The financial costs of childhood obesity
A team from the Global Obesity Prevention Center ran a simulation to determine the benefits of increasing physical activity of children. They tested scenarios with 50%, 75%, and 100% of children meeting the guidelines for an “active to healthy” activity level (or 25 minutes of physical activity 3 times a week) over a period of ten years. They also simulated 100% of children meeting the CDC’s recommendation of 1 hour of activity every day.
The simulations found that even a small increase in physical activity would be beneficial. If just 50% of all children were active 25 minutes three times a week, there would be:
- Over 240,000 fewer overweight and obese youths
- $20 billion saved in direct medical costs
- $32 billion saved in productivity losses
- 4 million years of life saved
If 100% of children were to get 1 hour of physical activity every day, there would be:
- Over 3 million fewer overweight and obese youths
- $35 billion saved in direct medical costs
- $57 billion saved in productivity losses
- 33 million years of life saved
The above findings are from a simulation, rather than actual data, but they highlight an important point.

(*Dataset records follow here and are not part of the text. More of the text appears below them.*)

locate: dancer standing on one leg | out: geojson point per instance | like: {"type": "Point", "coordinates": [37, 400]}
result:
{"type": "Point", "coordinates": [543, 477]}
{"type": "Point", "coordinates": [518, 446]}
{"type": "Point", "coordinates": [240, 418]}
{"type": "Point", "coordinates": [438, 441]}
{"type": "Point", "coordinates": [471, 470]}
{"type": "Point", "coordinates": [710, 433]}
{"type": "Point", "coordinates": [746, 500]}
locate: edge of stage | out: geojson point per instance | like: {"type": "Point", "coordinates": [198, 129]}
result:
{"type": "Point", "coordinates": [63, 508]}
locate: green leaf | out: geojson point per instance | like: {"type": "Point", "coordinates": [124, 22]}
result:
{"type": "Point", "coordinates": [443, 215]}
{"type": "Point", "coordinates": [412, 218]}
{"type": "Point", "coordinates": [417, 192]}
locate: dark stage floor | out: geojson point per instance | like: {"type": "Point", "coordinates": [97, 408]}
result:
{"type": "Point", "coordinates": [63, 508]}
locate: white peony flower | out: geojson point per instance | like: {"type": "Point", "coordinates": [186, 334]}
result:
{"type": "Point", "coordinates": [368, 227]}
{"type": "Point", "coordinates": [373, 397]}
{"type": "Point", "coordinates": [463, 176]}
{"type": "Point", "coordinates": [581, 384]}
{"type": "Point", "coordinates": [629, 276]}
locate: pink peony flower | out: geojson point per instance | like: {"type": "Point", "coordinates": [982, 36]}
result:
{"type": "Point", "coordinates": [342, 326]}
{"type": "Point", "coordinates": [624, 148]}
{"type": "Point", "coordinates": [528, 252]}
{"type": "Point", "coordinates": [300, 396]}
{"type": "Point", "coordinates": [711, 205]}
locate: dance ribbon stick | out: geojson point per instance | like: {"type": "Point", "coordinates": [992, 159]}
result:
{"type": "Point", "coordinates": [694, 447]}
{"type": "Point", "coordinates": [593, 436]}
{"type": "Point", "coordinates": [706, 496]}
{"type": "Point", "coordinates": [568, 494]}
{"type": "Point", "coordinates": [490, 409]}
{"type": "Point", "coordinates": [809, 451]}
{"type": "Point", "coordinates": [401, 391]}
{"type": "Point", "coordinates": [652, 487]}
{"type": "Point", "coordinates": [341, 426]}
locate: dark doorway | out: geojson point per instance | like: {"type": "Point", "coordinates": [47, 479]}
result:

Physical activity is necessary to maintaining wellness, and the more active you are, the better. Inactivity and a sedentary lifestyle aren’t solely to blame for the increase in childhood obesity, but they are significant contributing factors. Healthy diet and exercise are key in maintaining a healthy weight and good overall health. Work towards a healthy lifestyle, and make regular physical activity a part of your daily routine!
Since schools are providing less activity, it’s even more important that parents help kids increase activity. Here are some practical ways to reach that goal:
- Involve kids in sports, dance lessons, or kids’ movement classes. This doesn’t have to be all or nothing — if your kid lives and breathes baseball, that’s fine, but there’s a fun physical activity for every kid and every budget. Try out a few options to find what your kids enjoy.
- Schedule family active time. That could be an early morning walk before you head for work or an evening outside play time. Even a weekly swim or skate time helps establish the importance of movement.
- Take up dance or exercise yourself; there are plenty of online and TV or DVD options. Make this a routine for yourself and invite your kids to join you. Providing a good example can be the biggest influence.
- Track your sedentary play time for a few days and see how much time you spend with TV or video games. Make a family plan to replace half that time with outdoor exploration or physical games.
- Encourage kids to play active games with their friends. A lot of kids nowadays don’t even know traditional active games like tag or jump rope. Teach the gang some of these fun games from the past!